Daniel Minter’s art is an art of reclamation. His images -- in painting, in sculpture -- call back the beauty of our darkest skins, the plush of our lips, the fullness of our sight.
It is an art of close attention. Almost hyper-real. A realism edged forward to its most essential characteristic -- spirit. Wide oval eyes ever-watchful from all the realms. This is mystery speaking a plain language.
Here spirit and flesh combine on canvas, in wood, in iron and bronze. Minter’s figures are both history and myth. His bodies, big-boned and full-labored, have an uncommon delicacy. A heavy grace.
Like Bynum’s binding song in August Wilson’s Joe Turner’s Come and Gone, Minter’s art is an art in service to tradition, in service to recollected integrity, a way to get whole. A way to revision the whole that is ever-present. The whole that never left.
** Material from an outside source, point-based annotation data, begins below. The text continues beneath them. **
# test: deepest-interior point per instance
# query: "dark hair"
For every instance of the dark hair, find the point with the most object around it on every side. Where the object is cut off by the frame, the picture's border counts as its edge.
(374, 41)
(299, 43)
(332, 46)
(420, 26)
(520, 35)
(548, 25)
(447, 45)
The tools of this work are many: culture, memory, vision. The wide reach of history’s long, sinewy arm. The quick blade of discernment. The gesture in the middle of something. The metal of what is concealed. The saved thing.
Minter’s art is a protective art. And an art of protection. Firm lines. Crossed roads. Boxes. Square things. And the open circles of offering. The discipline of love.
This is the work of the guardian, the interpreter, the-one-who-watches-at-the-gate. Giving us back the ground we grew out of. Reclaiming it. Re-entering it. The fertile place. Source of our sweetness and struggle. All Africa in diaspora. Stony cities and the pushed rhythm of fields. Oceans. Winds. Our New World routes. Our New World wisdom. Our strength. Our salt.